Daniels: I actually do. I think, like with San Diego Black Pride, our work is involving some of the most marginalized identities and communities of people. All of our analysis, all of our praxis, is from that space, right? Like, I don’t want to use such academic words, so I’ll say all of our insight and experience is from the margins. We all exist on this constant line of othering and belonging. Our work is to erase the margin. A margin is a container of what’s appropriate or acceptable, and I think our work is to erase that margin so we can just exist in what already is; not the lens of wanting to be acceptable, but regardless of the lens, being embraced for who we are. You can’t be in the middle of the acceptability space and see what’s happening on the margins because there’s a wall up, right? This is a great point about borders, that borders can be dangerous. You actually can’t see the other side, you can’t help what’s across that side if you have a wall up and the margins themselves are walls. The margins are what prevent people from seeing us. You would think it’s both ways, but on the margins, we poke holes to see what’s happening inside, but the people inside aren’t looking at us. We’re sitting on the edge of that wall. We climb that wall, we’re sitting on the edge of it, we’re watching everything happen, and our experience is coming from the other side. We’re constantly thinking about how do we create, make, and shift spaces that inherently create belonging for us through a radical way? Not just belonging to ones of inclusion, but belonging in of we have ownership of ourselves and who we want to be, how we show up. Organizationally, that’s Black queer and trans folks in the San Diego.

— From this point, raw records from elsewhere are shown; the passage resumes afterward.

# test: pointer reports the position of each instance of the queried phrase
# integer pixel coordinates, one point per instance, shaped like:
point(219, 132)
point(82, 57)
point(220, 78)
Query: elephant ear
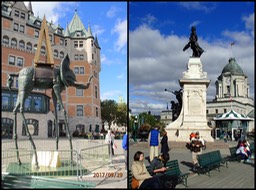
point(66, 74)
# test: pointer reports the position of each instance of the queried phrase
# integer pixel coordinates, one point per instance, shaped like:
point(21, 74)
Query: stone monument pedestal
point(193, 112)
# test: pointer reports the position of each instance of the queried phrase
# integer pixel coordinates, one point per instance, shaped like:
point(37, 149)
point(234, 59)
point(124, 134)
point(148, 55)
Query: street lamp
point(135, 121)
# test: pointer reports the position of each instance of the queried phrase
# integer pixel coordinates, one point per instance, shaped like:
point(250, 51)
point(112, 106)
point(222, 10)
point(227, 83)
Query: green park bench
point(210, 160)
point(19, 181)
point(174, 170)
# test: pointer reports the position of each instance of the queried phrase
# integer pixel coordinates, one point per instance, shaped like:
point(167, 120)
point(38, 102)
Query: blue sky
point(158, 31)
point(108, 20)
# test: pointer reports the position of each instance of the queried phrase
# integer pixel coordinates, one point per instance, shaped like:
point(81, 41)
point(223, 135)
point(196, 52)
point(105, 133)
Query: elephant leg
point(15, 130)
point(56, 120)
point(57, 91)
point(30, 139)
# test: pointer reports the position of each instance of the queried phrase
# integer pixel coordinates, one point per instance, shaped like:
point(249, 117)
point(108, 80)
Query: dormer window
point(78, 33)
point(38, 23)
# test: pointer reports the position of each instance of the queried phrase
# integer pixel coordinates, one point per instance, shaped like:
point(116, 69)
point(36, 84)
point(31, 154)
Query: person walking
point(196, 149)
point(124, 146)
point(140, 173)
point(109, 139)
point(154, 142)
point(165, 147)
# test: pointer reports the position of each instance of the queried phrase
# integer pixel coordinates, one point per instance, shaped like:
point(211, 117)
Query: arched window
point(43, 50)
point(61, 54)
point(21, 44)
point(14, 42)
point(56, 53)
point(6, 40)
point(29, 46)
point(32, 127)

Q: As you’re talking about it, I’m thinking about the idea of being stuck on the sidelines. If it’s a game, the game is going on and everyone on the sideline is seeing the game and watching the game, but the people in the game aren’t paying attention to who’s on the sidelines. They know the people on the sidelines exist and they can kind of see them in the periphery, but they’re not paying attention to them. They’re paying attention to their game.

Daniels: Yeah, sometimes I forget that I’ve been trying to shift my language so that, instead of saying, “I’m marginalized,” I will say “intentionally sidelined,” for that reason. So, I appreciate you saying that.